Le Conseil et la Fédération sont présentement en négociation pour renouveler les conventions d'achat et de vente des produits laitiers. «Le défi consiste maintenant à bien mesurer les besoins des Canadiens», estime M. Nadeau, vu qu'il n'est plus possible d'exporter les surplus à l'étranger comme auparavant.
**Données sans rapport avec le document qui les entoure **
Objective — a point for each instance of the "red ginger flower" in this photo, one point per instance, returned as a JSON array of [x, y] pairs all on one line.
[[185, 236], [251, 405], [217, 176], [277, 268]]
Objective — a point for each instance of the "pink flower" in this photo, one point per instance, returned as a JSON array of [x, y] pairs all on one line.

Mais alors que les producteurs et les transformateurs essayent de s'entendre pour ajuster l'offre et la demande, une nouvelle menace plane sur l'industrie laitière du Québec: les accords de libre-échange. Le responsable des communications pour la FPLQ, Frederick Krikorian, suit de près les négociations en cours à l'OMC en ce qui a trait au libre-échange dans le secteur agricole. À l'heure actuelle, les frontières du Canada sont pratiquement fermées aux produits laitiers étrangers, qui occupent seulement 5 % du marché.

«C'est évident que, si les frontières étaient ouvertes et qu'il fallait concurrencer avec les producteurs de lait des États-Unis et de l'Europe, qui sont fortement subventionnés, ce serait un coup dur pour la production laitière québécoise, affirme M. Krikorian. Nous suivons de jour en jour l'évolution des négociations.»